Recent volatility in JGB yields has triggered some concern that the BoJ’s policy may already be backfiring. At this stage, we do not share these concerns. The BoJ will accept the higher bond yields that naturally come with recovery, but will also “carefully examine risk factors of market conditions and developments in economic activity and prices”. Such a discussion is likely to be held at Wednesday’s meeting and the BoJ may consider (1) front-loading bond purchases and/or (2) intervening more frequently.

MARKET ISSUES: The risk is that more BoJ intervention will further weigh on JGB liquidity. On the key question of allocations, our rate strategists find that Japanese investors are favouring domestic stocks over JGBs, but appetite for foreign bonds remains modest.


Coming after the Inflation Report, the BoE minutes Wednesday will offer little new information. Nonetheless, the vote will be important. For three meetings in a row, Miles, Fisher, and King have voted for £25bn more in QE. Logically after the May Inflation Report, this number should decline. Tuesday, Mark Carney, will offer his  last press conference as BoC governor.
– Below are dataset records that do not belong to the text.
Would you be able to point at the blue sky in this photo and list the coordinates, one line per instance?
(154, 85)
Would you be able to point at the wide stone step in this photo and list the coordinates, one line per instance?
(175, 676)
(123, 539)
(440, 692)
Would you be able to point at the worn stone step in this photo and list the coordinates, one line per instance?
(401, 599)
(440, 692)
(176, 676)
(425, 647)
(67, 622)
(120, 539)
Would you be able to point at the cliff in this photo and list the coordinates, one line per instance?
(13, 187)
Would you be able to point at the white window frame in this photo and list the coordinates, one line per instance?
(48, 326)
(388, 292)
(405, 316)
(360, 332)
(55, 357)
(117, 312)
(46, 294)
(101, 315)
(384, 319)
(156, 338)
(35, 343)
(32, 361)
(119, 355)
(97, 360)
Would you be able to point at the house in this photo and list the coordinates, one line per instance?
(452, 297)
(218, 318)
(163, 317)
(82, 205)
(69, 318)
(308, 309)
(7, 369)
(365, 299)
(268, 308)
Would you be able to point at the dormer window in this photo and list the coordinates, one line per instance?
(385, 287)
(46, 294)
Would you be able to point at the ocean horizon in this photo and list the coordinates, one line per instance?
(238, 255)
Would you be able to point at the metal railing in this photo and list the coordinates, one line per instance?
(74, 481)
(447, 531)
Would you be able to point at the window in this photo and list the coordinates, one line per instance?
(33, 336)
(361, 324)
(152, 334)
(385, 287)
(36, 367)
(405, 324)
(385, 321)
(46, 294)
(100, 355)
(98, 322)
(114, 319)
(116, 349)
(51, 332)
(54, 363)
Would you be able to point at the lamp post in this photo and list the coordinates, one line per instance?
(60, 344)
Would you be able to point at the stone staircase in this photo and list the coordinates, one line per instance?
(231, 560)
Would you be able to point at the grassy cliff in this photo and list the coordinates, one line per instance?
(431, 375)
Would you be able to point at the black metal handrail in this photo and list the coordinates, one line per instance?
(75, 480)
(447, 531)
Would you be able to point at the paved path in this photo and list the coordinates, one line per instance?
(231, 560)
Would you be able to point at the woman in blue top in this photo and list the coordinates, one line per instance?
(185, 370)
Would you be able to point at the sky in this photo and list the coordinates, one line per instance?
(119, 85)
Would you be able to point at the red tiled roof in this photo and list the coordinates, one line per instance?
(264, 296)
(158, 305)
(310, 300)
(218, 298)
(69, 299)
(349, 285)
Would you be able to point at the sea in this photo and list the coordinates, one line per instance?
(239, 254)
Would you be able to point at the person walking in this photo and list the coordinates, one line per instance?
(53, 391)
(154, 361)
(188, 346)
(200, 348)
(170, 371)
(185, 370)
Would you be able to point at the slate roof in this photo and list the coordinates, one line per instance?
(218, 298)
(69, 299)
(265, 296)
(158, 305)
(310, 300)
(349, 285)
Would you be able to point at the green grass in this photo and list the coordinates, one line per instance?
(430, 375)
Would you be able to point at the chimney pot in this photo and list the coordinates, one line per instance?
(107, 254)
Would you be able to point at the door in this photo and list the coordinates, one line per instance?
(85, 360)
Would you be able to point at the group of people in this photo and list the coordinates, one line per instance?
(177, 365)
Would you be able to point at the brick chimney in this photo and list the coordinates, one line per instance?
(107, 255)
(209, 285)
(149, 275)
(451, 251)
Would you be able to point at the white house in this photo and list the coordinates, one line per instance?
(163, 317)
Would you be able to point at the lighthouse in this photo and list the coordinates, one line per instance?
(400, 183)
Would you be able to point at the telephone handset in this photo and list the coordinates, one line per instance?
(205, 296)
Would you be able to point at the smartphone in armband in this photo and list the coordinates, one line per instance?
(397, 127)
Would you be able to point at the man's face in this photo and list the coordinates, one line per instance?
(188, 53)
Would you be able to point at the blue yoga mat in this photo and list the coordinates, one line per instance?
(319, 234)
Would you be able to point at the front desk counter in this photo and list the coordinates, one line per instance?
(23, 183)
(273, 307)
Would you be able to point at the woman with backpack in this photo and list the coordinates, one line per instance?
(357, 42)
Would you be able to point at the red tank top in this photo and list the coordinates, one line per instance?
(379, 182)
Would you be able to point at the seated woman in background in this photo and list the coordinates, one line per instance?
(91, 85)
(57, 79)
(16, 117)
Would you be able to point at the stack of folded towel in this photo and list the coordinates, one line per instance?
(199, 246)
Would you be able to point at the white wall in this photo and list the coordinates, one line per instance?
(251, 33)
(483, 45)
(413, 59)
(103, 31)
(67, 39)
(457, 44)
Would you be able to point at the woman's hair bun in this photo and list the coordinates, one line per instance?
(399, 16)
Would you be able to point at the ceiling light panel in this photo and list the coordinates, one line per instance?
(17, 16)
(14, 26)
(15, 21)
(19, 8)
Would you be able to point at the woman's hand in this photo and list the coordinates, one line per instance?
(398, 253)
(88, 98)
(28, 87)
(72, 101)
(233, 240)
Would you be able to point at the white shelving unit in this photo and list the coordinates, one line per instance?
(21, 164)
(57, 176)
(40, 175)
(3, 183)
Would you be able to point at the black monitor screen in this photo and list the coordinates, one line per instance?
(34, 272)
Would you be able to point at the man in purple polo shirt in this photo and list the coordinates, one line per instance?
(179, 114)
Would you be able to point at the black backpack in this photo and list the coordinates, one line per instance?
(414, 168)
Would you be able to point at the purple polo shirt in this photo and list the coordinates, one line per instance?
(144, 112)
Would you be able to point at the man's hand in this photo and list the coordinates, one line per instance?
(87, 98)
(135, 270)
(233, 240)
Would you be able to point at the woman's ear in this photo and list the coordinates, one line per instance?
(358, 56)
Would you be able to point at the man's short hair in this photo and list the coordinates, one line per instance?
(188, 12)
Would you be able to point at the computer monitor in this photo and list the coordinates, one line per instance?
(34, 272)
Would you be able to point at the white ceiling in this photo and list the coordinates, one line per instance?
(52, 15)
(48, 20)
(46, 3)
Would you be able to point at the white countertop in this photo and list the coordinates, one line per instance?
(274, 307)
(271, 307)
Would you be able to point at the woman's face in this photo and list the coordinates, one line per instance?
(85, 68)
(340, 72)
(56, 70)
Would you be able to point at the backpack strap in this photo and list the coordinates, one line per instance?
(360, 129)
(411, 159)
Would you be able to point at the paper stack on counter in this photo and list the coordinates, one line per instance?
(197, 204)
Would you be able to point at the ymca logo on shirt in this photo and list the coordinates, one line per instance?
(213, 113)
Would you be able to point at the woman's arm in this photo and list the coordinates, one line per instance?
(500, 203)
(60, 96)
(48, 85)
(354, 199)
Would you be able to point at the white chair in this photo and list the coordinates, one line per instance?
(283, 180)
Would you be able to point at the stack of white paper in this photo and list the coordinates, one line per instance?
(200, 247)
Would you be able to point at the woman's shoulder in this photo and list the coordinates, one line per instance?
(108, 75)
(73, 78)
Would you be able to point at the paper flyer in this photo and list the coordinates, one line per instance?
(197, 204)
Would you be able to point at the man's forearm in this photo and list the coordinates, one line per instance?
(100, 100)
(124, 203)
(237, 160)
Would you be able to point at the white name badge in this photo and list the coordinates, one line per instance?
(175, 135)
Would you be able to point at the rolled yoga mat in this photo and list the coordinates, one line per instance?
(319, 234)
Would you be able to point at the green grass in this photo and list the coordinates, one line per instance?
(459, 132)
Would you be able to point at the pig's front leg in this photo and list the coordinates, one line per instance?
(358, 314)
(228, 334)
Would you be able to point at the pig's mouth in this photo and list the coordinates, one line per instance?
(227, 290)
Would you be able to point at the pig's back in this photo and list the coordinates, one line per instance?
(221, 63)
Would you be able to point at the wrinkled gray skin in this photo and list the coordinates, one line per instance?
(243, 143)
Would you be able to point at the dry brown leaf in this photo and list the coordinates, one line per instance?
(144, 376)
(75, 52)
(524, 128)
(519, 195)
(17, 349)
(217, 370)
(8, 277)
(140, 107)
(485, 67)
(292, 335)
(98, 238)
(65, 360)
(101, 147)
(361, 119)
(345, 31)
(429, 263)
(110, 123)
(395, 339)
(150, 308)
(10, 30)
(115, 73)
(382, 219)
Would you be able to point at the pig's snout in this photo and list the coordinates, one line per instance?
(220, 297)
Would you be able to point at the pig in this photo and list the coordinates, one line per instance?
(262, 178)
MARKET ISSUES: Better fundamentals have eased pressure for the BoE to do more and Mr. Osborne may be disappointed if Carney – as we expect - offers little  action. Indeed, Governor King in an interview Sunday praised Carney, but also reminded that he will work with the MPC and not run a one-man show. Mr. Osborne has asked Carney to report on forward rate guidance, but, as we have discussed previously we believe such a policy would be sub-optimal for the UK.